Browsing through the tracking issue @chrefr linked above, I feel like BoundedIterator might be a better name. The requirement that the lower and upper bound must be equal(ish) could be removed. This is the current requirement (which I think should be relaxed):

The iterator reports a size hint where it is either exact (lower bound is equal to upper bound), or the upper bound is None. The upper bound must only be None if the actual iterator length is larger than usize::MAX. In that case, the lower bound must be usize::MAX, resulting in an Iterator::size_hint() of (usize::MAX, None).

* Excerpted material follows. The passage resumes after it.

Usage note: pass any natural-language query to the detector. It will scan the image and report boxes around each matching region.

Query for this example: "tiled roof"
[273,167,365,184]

Then, a new unsafe trait TrustedLenIterator: ExactSizeIterator + BoundedIterator could be introduced which guarantees that lower bound and upper bound are equal(ish).

The only reason you can provide the ExactSizeIterator impl there is that you are in the same crate, which is the ultimate boundary to declare whether an API is sound or not. Orphan rules would prevent splitting modules a and b into two crates.

5 Likes

So apparently I'm understanding of orphan rules was wrong. You are right, and when I split the modules into two crates, I get:

error[E0117]: only traits defined in the current crate can be implemented for types defined outside of the crate
 --> src/main.rs:6:5
  |
6 |     impl ExactSizeIterator for EmptyIter<Unit> {
  |     ^^^^^^^^^^^^^^^^^^^^^^^^^^^---------------
  |     |                          |
  |     |                          `a::EmptyIter` is not defined in the current crate
  |     impl doesn't use only types from inside the current crate
  |
  = note: define and implement a trait or new type instead

For more information about this error, try `rustc --explain E0117`.

I made the mistake of mixing up type parameters to traits (as in the orphan rules section in the reference) with type parameters to structs (as in my example). I thought I can implement ExactSizeIterator for EmptyIter<Unit> because Unit is a local type. But it was only because it was the same crate.

So the problem isn't really as bad as I thought.

Technically I think so.

It might be worth asking libs-api to make "and if ExactSizeIterator is implemented, it must also be correct" part of the safety condition for TrustedLen.

(It's a nightly trait, so that would be an allowed change. And I suspect that it's already the case for everything not being intentionally malicious.)

6 Likes

This topic was automatically closed 90 days after the last reply. New replies are no longer allowed.